Ainsi, les seigneurs convertis au protestantisme pouvaient exercer leur culte dans leurs domaine (articles VII), mais si les protestants étaient partout tolérés, il ne pouvaient faire exercice de leur religion que dans certaines villes (article IX). Cependant, outre les villes exclusivement catholiques que nous avons énoncées plus haut, l'exercice du protestantisme était interdit à la Cour et dans les armées du roi (articles XIV et XV). La publication d'ouvrages protestants dans les villes catholiques était donc interdit (article XXI). Par ailleurs, les protestants étaient tenus de respecter les jours de fête catholiques (article XX), mais aussi de s'acquitter de la dîme, qui était un impôt versé à l'Eglise, correspondant à un dixième des récoltes (article XXV). A noter enfin qu'aucune clause ne concernait le judaïsme ou l'islam, religions alors considérées comme mineures.

En raison de ces clauses restrictives, qui répondaient à un impératif politique en cette fin de XVI° siècle, mais totalement désuètes aujourd'hui, l'on ne peut décemment pas parler de « modèle de tolérance » à propos de l'édit de Nantes.

 

D'autant que ce texte n'était pas particulièrement différents des précédents accords de paix précaires signés lors des précédentes guerres de religion, qui prévoyaient déjà à l'époque la liberté religieuse et la concession de places fortes aux protestants. Ainsi, tout comme les précédents traités entre catholiques et protestants, l'édit de Nantes rencontra une fois encore l'opposition des deux camps.

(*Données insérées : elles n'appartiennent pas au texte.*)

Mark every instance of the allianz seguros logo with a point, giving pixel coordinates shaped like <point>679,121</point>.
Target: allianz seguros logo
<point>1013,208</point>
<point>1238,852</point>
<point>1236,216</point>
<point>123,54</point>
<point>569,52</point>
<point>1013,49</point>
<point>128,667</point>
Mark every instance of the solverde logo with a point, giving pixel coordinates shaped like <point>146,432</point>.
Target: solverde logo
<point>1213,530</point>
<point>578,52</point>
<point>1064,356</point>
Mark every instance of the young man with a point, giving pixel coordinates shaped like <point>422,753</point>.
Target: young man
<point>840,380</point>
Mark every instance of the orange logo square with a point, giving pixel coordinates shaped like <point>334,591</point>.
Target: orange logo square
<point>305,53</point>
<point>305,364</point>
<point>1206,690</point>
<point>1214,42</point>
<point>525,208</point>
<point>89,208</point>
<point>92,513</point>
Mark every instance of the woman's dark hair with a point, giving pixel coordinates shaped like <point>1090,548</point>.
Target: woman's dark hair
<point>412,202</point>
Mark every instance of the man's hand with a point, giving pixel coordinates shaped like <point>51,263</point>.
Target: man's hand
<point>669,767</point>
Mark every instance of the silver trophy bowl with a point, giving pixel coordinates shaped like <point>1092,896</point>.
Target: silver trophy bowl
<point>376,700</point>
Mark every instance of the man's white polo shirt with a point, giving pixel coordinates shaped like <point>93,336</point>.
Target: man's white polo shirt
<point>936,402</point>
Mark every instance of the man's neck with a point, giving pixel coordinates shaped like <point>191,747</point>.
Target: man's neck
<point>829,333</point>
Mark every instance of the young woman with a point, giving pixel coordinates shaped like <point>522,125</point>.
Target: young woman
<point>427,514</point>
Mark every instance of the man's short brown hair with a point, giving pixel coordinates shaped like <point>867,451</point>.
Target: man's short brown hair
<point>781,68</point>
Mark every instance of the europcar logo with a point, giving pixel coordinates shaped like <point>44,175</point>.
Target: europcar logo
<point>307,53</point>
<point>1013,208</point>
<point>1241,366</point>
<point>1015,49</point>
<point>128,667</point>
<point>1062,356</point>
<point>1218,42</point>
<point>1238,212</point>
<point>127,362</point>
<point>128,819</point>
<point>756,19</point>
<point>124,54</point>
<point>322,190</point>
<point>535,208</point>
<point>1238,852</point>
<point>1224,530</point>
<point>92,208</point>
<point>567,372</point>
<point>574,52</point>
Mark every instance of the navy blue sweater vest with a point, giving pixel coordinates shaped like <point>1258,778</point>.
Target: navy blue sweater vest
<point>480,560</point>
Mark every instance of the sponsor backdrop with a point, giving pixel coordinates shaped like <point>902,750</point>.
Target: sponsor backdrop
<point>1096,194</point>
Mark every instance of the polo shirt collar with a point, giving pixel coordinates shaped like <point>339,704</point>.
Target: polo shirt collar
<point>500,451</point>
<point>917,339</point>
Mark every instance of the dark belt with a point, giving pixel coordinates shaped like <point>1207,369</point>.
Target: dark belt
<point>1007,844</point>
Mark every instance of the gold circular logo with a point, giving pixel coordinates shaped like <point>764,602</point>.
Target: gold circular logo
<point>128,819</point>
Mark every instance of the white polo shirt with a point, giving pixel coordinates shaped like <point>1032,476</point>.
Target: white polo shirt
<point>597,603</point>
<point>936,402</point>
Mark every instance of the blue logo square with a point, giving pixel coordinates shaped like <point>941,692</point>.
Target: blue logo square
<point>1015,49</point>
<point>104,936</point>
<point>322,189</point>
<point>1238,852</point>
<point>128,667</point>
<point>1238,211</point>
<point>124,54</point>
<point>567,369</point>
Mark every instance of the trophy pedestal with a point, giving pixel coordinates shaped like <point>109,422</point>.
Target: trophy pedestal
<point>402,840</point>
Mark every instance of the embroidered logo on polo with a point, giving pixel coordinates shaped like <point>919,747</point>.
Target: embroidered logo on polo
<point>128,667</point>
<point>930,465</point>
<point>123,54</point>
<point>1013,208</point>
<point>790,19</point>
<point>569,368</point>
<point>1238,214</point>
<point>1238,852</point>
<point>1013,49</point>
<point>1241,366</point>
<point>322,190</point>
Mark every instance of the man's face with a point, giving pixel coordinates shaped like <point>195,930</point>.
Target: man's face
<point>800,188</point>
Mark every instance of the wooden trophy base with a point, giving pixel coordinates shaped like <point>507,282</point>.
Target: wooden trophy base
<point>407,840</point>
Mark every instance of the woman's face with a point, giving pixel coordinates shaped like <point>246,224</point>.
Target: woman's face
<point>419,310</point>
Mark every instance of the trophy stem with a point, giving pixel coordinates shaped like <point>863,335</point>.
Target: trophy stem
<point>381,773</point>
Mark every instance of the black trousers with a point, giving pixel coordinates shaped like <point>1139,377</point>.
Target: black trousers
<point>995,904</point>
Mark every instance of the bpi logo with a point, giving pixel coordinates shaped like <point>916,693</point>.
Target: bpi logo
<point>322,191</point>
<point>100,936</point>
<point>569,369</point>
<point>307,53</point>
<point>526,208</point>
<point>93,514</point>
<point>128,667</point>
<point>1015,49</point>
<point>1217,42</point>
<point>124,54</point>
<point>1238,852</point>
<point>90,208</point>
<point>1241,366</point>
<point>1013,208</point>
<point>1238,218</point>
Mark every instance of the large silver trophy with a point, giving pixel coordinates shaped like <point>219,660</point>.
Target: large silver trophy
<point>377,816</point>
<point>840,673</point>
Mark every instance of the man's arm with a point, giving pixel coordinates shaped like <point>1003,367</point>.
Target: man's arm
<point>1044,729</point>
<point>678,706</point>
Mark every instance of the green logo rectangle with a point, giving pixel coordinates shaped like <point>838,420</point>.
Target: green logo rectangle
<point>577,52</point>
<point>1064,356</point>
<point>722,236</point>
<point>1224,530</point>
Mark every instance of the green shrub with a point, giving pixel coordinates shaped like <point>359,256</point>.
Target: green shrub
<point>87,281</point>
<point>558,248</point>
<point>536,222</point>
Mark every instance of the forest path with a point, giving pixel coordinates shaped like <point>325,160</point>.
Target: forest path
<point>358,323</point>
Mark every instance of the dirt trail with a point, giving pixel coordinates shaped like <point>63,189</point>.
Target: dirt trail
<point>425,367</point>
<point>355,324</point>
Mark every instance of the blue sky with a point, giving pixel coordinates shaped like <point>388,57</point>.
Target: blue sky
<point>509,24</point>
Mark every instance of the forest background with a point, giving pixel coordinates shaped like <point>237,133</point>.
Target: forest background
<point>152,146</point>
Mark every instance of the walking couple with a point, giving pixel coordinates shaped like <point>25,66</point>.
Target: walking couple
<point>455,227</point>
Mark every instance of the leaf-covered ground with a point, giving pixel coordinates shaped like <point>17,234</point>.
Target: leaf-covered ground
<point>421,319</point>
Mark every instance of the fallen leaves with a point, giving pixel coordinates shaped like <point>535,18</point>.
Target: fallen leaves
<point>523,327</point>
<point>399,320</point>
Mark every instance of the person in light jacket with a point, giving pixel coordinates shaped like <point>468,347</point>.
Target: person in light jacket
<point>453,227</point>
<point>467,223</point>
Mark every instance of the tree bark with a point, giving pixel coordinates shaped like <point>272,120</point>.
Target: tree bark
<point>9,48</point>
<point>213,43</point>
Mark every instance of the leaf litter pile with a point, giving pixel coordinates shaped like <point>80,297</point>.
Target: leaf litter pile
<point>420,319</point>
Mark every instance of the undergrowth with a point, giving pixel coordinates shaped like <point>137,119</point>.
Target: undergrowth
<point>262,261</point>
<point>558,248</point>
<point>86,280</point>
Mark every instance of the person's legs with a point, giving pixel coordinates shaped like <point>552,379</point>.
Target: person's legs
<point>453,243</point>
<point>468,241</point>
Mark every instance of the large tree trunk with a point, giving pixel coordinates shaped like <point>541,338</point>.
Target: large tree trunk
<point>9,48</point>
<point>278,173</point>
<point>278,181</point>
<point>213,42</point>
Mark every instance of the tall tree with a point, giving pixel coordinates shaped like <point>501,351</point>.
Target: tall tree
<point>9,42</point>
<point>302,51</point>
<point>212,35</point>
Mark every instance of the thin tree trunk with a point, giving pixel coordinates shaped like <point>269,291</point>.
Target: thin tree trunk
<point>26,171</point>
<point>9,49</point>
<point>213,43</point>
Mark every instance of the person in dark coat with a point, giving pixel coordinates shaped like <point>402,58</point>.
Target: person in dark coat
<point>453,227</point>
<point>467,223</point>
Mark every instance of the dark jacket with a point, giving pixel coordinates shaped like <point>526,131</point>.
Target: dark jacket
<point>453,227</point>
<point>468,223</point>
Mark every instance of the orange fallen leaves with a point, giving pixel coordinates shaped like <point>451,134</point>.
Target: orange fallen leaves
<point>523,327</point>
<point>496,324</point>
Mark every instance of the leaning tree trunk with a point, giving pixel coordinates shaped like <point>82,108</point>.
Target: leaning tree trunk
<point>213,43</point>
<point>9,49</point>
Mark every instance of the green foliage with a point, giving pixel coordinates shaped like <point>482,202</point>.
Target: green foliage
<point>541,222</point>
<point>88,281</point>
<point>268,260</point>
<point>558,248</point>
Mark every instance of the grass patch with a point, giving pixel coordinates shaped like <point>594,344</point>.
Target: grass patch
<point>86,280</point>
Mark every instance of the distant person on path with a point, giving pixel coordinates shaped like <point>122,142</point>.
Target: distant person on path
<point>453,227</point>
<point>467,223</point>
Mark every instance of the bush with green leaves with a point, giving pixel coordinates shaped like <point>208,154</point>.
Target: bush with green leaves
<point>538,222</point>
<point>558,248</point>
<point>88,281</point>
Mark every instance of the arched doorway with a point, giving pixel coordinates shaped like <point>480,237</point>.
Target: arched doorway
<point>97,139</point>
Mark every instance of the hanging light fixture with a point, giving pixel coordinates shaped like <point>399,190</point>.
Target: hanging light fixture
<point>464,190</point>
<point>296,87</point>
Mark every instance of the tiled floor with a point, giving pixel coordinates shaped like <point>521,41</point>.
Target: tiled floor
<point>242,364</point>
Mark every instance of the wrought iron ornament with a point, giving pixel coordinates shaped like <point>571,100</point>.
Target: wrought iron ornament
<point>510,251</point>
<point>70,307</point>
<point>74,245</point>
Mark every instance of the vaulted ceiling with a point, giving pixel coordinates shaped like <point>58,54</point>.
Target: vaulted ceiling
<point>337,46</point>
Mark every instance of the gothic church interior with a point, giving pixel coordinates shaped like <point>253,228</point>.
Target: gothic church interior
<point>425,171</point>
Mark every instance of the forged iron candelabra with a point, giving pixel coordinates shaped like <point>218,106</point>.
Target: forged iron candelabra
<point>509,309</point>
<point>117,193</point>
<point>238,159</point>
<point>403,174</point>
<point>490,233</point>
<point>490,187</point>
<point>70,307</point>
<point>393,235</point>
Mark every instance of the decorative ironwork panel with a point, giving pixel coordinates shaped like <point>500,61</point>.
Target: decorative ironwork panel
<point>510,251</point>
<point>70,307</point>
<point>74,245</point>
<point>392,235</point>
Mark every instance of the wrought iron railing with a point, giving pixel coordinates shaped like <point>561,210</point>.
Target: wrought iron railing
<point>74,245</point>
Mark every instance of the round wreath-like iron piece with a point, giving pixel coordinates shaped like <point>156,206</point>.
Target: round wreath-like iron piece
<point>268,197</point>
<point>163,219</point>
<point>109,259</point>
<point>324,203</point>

Cependant, il convient de préciser qu'en 1598, après 50 années de guerres, le nombre de protestants avait particulièrement chuté. Par ailleurs, autant les seigneurs convertis au protestantisme profitèrent de la minorité des enfants de Catherine de Médicis[3] pour fomenter des troubles ; autant en 1598, le nouveau roi n'avait rien d'un faible[4].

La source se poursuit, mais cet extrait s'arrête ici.